Morrison was the one who stood out in the whole meeting. It seemed to me that he was a strategist and had things well thought out. I warmed to some of the stuff he was saying—some I probably wasn’t comfortable with, but I could also see that if we were working on that basis, I could get more comfortable, I could put my feet up. He was an intelligent man—I think the things that stood out from him was, he was a negotiator, he was a strategist, and you could do a deal with somebody like him.
Hutchinson says the meeting led to “a totally new dynamic” between the loyalist paramilitaries and the United States:
Whenever we accepted all the things that came after—the American role itself and also George Mitchell as chair of talks and so forth—I think we wouldn’t have got there if we hadn’t have had that meeting. That was the meeting that cracked it for us.
Although the gathering was secret and the talk concerned conflict and fear, it felt to Morrison like a thoroughly engrossing session in the dark-paneled office of a distinguished professor at an ancient university. Years later, he’d look back on it as one of the most compelling and rewarding meetings he ever participated in at any time in his career.
The meeting with Sinn Féin, so highly anticipated by the media, was held in two parts. The first was the public part: a skillfully orchestrated and impressively media-savvy event at
which the American visitors and the very excited media could hear directly from the people of Sinn Féin’s community. It was held in a large hall on the fifth floor of Conway Mill, a converted linen mill off Falls Road that was partly surrounded by British army barracks. High windows on the side, iron pillars, and long diagonal bracing secured by huge bolts evoked the place’s linen-making days and provided an open space for the throng packing the room, 200 or more. There was barely enough space for each community group’s table and for the journalists covering the event. The thick walls of the mill kept it cool, even in the late summer.
Sinn Féin offered the Americans the chance to meet with a wide range of ordinary members of the republican community who had terrible but sometimes uplifting personal stories to tell. Each member of the American team could move from group to group and hear the stories. Traditional Irish music lifted spirits and boosted the energy in the room. The Irish News reported that it was “a lively reception.”
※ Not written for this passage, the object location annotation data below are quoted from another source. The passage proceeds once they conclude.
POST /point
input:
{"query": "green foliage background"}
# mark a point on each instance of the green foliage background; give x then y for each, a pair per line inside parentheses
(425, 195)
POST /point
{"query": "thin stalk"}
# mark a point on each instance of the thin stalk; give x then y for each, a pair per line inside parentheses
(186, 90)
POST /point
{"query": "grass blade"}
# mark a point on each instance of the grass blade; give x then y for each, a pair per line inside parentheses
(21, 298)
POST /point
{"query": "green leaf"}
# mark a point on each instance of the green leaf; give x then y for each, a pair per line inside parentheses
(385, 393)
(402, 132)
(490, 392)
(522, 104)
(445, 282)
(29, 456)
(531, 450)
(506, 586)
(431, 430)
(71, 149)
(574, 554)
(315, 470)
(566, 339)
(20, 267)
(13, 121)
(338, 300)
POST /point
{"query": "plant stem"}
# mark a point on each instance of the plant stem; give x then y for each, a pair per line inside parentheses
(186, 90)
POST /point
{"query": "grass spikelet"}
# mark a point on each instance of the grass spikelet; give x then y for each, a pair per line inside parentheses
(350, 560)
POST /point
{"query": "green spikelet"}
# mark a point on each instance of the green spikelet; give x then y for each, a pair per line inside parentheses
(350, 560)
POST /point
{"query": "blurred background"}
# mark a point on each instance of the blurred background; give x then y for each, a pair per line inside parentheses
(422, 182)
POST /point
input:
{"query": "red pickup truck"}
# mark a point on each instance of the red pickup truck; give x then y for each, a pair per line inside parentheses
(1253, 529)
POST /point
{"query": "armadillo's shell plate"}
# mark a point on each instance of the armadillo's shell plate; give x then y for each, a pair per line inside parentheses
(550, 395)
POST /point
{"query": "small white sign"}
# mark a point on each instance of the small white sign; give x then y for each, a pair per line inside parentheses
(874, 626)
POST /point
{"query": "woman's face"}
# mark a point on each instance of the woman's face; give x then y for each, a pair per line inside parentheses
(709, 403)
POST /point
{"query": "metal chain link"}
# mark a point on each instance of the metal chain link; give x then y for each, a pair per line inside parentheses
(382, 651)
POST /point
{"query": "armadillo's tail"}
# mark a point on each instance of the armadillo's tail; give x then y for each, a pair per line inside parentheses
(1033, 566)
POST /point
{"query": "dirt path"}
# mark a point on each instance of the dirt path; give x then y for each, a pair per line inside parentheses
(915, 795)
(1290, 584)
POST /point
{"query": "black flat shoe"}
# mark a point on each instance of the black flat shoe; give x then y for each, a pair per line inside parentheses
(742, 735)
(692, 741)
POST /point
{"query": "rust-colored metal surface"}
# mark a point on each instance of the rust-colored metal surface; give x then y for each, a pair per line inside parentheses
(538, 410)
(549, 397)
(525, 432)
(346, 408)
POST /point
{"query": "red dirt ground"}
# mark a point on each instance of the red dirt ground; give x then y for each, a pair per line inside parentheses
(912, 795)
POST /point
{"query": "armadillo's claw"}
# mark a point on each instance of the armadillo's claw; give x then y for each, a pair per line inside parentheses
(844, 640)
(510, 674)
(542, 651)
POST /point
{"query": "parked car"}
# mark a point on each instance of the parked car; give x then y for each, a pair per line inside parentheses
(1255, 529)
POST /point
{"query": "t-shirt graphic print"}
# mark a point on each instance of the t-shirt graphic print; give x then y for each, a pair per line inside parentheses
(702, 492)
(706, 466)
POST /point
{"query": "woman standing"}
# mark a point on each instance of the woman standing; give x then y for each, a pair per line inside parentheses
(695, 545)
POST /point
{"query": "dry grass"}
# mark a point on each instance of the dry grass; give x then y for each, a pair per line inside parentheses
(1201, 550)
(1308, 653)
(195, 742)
Although Morrison makes the point that, in light of the tragic stories being told, the event certainly wasn’t a party, still there was an aspect of celebration in the proceedings. This was a moment at which Sinn Féin and the republican community had plenty to celebrate: American friends of the new president had come, the ceasefire was holding, and Sinn Féin was getting unparalleled access to the world stage. Morrison was tremendously impressed with the skill and verve with which they seized the opportunity:
We’d had all these meetings with all these officials that were very somber, the usual office meeting. Then we go to Sinn Féin and the meeting is like a performance—all these groups, all kinds of Irish music and dancing, plenty of Irish speaking. There was a whole different approach, which made sense because our visit let them get this kind of coverage. Everybody else was just reacting to our presence, but they had a plan. Somebody might say we were being used by them, but it wasn’t really like that, because the fact that they had a plan sort of fits with my general take about them. Whatever else is wrong with them, whatever bad things they did, they had a vision, which at the end of the day was central to how it all came out. These guys were thinking about making history.